Process a batch response from the model and extract the necessary information.

Parameters:

  • response (ChatCompletion): Model response.

Returns:

_ModelResponse: parsed model response.

_handle_stream_response

def _handle_stream_response(self, response: Stream[ChatCompletionChunk], prompt_tokens: int):

Process a stream response from the model and extract the necessary information.

Parameters:

  • response (dict): Model response.
  • prompt_tokens (int): Number of input prompt tokens.

Returns:

_ModelResponse: a parsed model response.

_handle_chunk

def _handle_chunk(
    self,
    chunk: ChatCompletionChunk,
    content_dict: defaultdict,
    finish_reasons_dict: defaultdict,
    output_messages: List[BaseMessage]
):

Handle a chunk of the model response.

_step_terminate

def _step_terminate(
    self,
    num_tokens: int,
    tool_calls: List[ToolCallingRecord],
    termination_reason: str
):

Create a response when the agent execution is terminated.

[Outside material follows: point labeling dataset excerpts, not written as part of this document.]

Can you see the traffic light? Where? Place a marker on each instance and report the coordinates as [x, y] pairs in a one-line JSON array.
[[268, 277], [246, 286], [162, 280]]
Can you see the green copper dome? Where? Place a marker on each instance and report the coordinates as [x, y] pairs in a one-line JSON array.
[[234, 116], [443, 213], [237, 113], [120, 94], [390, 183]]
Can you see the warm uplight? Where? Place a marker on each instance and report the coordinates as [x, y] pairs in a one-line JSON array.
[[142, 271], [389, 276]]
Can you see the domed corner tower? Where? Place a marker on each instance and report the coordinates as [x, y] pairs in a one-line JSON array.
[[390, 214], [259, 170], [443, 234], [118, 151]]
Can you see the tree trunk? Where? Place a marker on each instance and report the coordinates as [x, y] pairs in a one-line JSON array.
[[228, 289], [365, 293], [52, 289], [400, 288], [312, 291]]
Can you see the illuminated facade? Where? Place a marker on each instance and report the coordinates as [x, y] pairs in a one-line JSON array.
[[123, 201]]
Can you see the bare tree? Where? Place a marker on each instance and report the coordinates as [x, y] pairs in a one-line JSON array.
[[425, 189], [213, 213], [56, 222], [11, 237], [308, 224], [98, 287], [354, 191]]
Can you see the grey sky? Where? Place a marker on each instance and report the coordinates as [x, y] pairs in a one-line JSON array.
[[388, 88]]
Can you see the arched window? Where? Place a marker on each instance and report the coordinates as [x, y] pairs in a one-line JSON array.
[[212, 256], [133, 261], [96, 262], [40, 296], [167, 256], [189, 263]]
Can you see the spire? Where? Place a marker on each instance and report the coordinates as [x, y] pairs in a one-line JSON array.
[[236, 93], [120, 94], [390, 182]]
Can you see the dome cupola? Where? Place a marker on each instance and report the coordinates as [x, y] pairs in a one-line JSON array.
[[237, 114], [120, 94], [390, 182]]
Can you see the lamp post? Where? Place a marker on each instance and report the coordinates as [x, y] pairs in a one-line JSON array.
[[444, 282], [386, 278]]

This method is called when the agent needs to terminate its execution due to various reasons such as token limit exceeded, or other termination conditions. It creates a response with empty messages but includes termination information in the info dictionary.

Parameters:

  • num_tokens (int): Number of tokens in the messages.
  • tool_calls (List[ToolCallingRecord]): List of information objects of functions called in the current step.
  • termination_reason (str): String describing the reason for termination.

Returns:

ChatAgentResponse: A response object with empty message list, terminated flag set to True, and an info dictionary containing termination details, token counts, and tool call information.

_execute_tool

def _execute_tool(self, tool_call_request: ToolCallRequest):

Execute the tool with arguments following the model’s response.

Parameters:

  • tool_call_request (_ToolCallRequest): The tool call request.

Returns:

FunctionCallingRecord: A struct for logging information about this function call.

_record_tool_calling

def _record_tool_calling(
    self,
    func_name: str,
    args: Dict[str, Any],
    result: Any,
    tool_call_id: str
):

Record the tool calling information in the memory, and return the tool calling record.

get_usage_dict

def get_usage_dict(self, output_messages: List[BaseMessage], prompt_tokens: int):

Get usage dictionary when using the stream mode.

Parameters:

  • output_messages (list): List of output messages.
  • prompt_tokens (int): Number of input prompt tokens.

Returns:

dict: Usage dictionary.

add_model_scheduling_strategy

def add_model_scheduling_strategy(self, name: str, strategy_fn: Callable):

Add a scheduling strategy method provided by user to ModelManger.

Parameters:

  • name (str): The name of the strategy.
  • strategy_fn (Callable): The scheduling strategy function.

clone

def clone(self, with_memory: bool = False):

Creates a new instance of :obj:ChatAgent with the same configuration as the current instance.

Parameters:

  • with_memory (bool): Whether to copy the memory (conversation history) to the new agent. If True, the new agent will have the same conversation history. If False, the new agent will have a fresh memory with only the system message. (default: :obj:False)

Returns:

ChatAgent: A new instance of :obj:ChatAgent with the same configuration.

repr

def __repr__(self):

Returns:

str: The string representation of the :obj:ChatAgent.

to_mcp

def to_mcp(
    self,
    name: str = 'CAMEL-ChatAgent',
    description: str = 'A helpful assistant using the CAMEL AI framework.',
    dependencies: Optional[List[str]] = None,
    host: str = 'localhost',
    port: int = 8000
):

Expose this ChatAgent as an MCP server.

Parameters:

  • name (str): Name of the MCP server. (default: :obj:CAMEL-ChatAgent)
  • description (Optional[List[str]]): Description of the agent. If None, a generic description is used. (default: :obj:A helpful assistant using the CAMEL AI framework.)
  • dependencies (Optional[List[str]]): Additional dependencies for the MCP server. (default: :obj:None)
  • host (str): Host to bind to for HTTP transport. (default: :obj:localhost)
  • port (int): Port to bind to for HTTP transport. (default: :obj:8000)

Returns:

FastMCP: An MCP server instance that can be run.